Tahun ini, Geo for Good Summit kembali digelar di New York City. Selama empat hari, ratusan praktisi, peneliti, akademisi, aktivis, profesional, jurnalis, dan komunitas dari berbagai negara berkumpul untuk berbagi cerita, ide, dan inovasi terbaru di dunia geospasial. Suasananya jauh dari sekadar konferensi teknologi biasa—lebih seperti ruang belajar bersama, tempat data, pengalaman lapangan, dan semangat kolaborasi saling bertemu.
Bayangkan suasananya: di satu ruangan ada tim peneliti yang mempresentasikan model deteksi banjir dan kebakaran hutan, sementara di ruangan lain ada organisasi masyarakat sipil yang berbagi cerita tentang pemantauan hutan bersama komunitas lokal. Perpaduan antara sains dan pengalaman nyata membuat acara ini terasa hidup dan relevan.
Salah satu sorotan utama tahun ini adalah peluncuran fitur baru dari Google Earth dan Google Earth Engine.
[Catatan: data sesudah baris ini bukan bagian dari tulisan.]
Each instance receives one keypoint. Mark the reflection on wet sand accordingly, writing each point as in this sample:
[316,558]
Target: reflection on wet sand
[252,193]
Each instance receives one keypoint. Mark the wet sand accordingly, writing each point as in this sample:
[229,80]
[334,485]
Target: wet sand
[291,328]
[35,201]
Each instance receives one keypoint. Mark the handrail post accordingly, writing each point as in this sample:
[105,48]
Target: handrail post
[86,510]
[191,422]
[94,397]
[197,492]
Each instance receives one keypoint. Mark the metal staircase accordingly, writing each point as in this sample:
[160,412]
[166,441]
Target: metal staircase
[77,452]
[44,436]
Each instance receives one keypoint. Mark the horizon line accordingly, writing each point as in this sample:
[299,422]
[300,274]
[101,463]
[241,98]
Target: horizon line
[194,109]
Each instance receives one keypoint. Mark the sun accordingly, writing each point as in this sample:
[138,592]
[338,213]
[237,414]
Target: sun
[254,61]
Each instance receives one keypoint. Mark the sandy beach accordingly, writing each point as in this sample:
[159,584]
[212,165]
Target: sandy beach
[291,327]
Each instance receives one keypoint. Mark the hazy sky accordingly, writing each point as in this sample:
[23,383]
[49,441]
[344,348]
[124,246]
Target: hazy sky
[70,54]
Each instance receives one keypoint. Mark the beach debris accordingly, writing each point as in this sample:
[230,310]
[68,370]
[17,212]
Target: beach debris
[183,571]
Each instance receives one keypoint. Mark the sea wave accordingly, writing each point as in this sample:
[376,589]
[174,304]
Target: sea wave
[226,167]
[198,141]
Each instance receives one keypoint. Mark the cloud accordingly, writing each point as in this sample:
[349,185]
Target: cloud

Yang paling menarik tentu saja Satellite Embedding—teknologi berbasis AI yang bisa “membaca” citra satelit dengan lebih cepat dan akurat untuk klasifikasi, deteksi perubahan, hingga eksplorasi spasial. Bagi peneliti maupun komunitas, ini berpotensi menjadi game-changer: analisis lebih singkat, hasil lebih tajam.

Selain itu, Earth Engine juga hadir dengan pembaruan besar: integrasi machine learning yang lebih sederhana, akses ke data resolusi tinggi yang lebih beragam, serta koneksi mulus dengan ekosistem cloud. Semua ini membuat proyek geospasial bisa dikerjakan bersama lintas tim dan lokasi dengan lebih mudah—mulai dari pemetaan keanekaragaman hayati hingga perencanaan adaptasi perubahan iklim.
Bagi Forest Watch Indonesia (FWI), salah satu momen penting adalah keterlibatan dalam panel diskusi Beyond the Basemap: Empowering Users in a Geospatial World. Panel ini menyoroti hal yang sering terlewat: bahwa dampak sesungguhnya dari geospasial ada pada orang-orang yang menggunakannya. Mulai dari bagaimana komunitas dilibatkan, hingga bagaimana wawasan lokal bisa membentuk data dan alat yang kita gunakan.

Dalam sesi ini, FWI berbagi pengalaman dari Kepulauan Aru. Masyarakat adat di sana memadukan analisis satelit dengan pengetahuan lokal untuk memantau hutan, memetakan wilayah adat, mengungkap praktik illegal logging, dan mendorong penegakan hukum. Pengalaman ini menunjukkan bahwa teknologi canggih sekalipun akan lebih kuat bila bisa dipahami dan digunakan langsung oleh komunitas di tingkat tapak.
Hari terakhir summit ditutup dengan jam session—diskusi kelompok kecil yang santai namun penuh ide. Salah satu topik menarik adalah bagaimana Satellite Embedding dapat dimanfaatkan untuk mengidentifikasi kawasan konservasi, mendukung inisiatif global 30 by 30, yaitu
melindungi 30% daratan dan lautan dunia pada 2030. Diskusi ini menjadi pengingat bahwa inovasi teknologi sebaiknya selalu diarahkan untuk menjawab tantangan nyata, dari konservasi hingga keadilan lingkungan.
Bagi FWI, kesempatan hadir di forum ini penting bukan hanya untuk berbagi pengalaman dari Indonesia, tetapi juga untuk belajar dari berbagai inisiatif lain di seluruh dunia. Dari sesi resmi hingga obrolan di sela acara, semakin terasa jelas bahwa teknologi geospasial selalu menemukan makna sejatinya ketika dipadukan dengan cerita manusia.